Deviation request panel

When an aircraft requests a deviation, a panel appears showing:

  • Callsign - Aircraft requesting deviation
  • Direction - LEFT or RIGHT with distance (e.g., "LEFT 15nm")
  • Reason - Description of the weather threat

Controller actions

  • Approve - Aircraft turns 30° in the requested direction and the heading vector shows on radar
  • Deny - Aircraft maintains current route

CRITICAL

Denying a deviation request risks losing the aircraft. If you deny a deviation and the aircraft flies into severe weather, it may be lost. A crash screen will appear showing the incident.
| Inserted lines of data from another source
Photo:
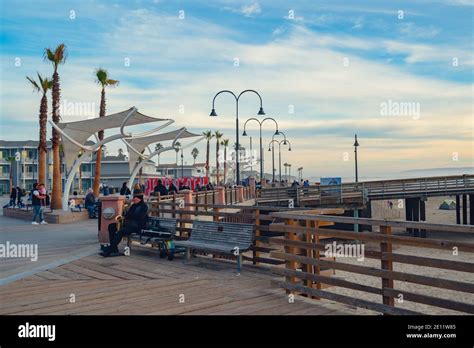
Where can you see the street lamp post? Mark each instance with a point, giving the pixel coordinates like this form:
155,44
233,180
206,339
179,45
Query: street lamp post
273,152
237,98
182,163
260,123
284,142
251,160
356,211
356,144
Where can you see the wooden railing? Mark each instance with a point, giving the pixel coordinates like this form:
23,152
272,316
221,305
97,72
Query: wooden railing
353,193
208,197
304,257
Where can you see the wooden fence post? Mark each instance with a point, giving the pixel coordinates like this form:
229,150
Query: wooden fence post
257,234
386,248
173,214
Weather deviations exist for safety and should almost always be approved.

Radio calls

When a deviation request is generated:

  1. Pilot request appears in the radio banner: "DYNASTY 828, request left deviation two zero miles for weather"
  2. When approved, ATC clearance followed by pilot readback: "DYNASTY 828, deviation approved, left of course approved"
  3. If denied, ATC denial followed by pilot acknowledgment: "DYNASTY 828, unable deviation, maintain present course"

TIP

Deviation requests auto-approve after 60 seconds if not handled. In real ATC, pilots have authority to deviate for weather safety.

Scripting API

Weather data is available through the scripting API for custom scenarios.

Querying weather

javascript
// Get wind at specific altitude
const wind = weather.windAt(35000);
console.log(`FL350: ${wind.dirDeg}° at ${wind.kts} knots`);

// Get surface wind
const surface = weather.surfaceWind();
console.log(`Surface: ${surface.dirDeg}° at ${surface.kts} knots`);

// Get all weather cells
const cells = weather.cells();
for (const cell of cells) {
  console.log(`Cell at ${cell.center.lat}, ${cell.center.lon}`);
  console.log(`  Radius: ${cell.radiusNm}nm, Intensity: ${cell.intensity}`);
}

// Get current intensity setting
const intensity = weather.intensity();

Deviation request event

javascript
// Handle deviation requests in script
onDeviationRequest((request) => {
  console.log(`${request.callsign} requesting ${request.direction} deviation`);
  console.log(`Reason: ${request.reason}`);

  // Return true to approve, false to deny, undefined to leave pending
  return true; // Auto-approve all deviations
});

Request properties

PropertyTypeDescription
idstringUnique request identifier
callsignstringAircraft callsign
direction'left' | 'right'Requested deviation direction
deviationNmnumberRequested deviation distance in nm
reasonstringHuman-readable reason
weatherCellIdstringID of the threatening weather cell

Tips

  • Keep weather radar on so you see cells before your pilots do
  • Route aircraft around weather proactively - don't wait for deviation requests
  • Weather cells have vertical limits. Sometimes climbing above is easier than going around.
  • Approve deviations fast. Delays mean aircraft fly closer to the weather.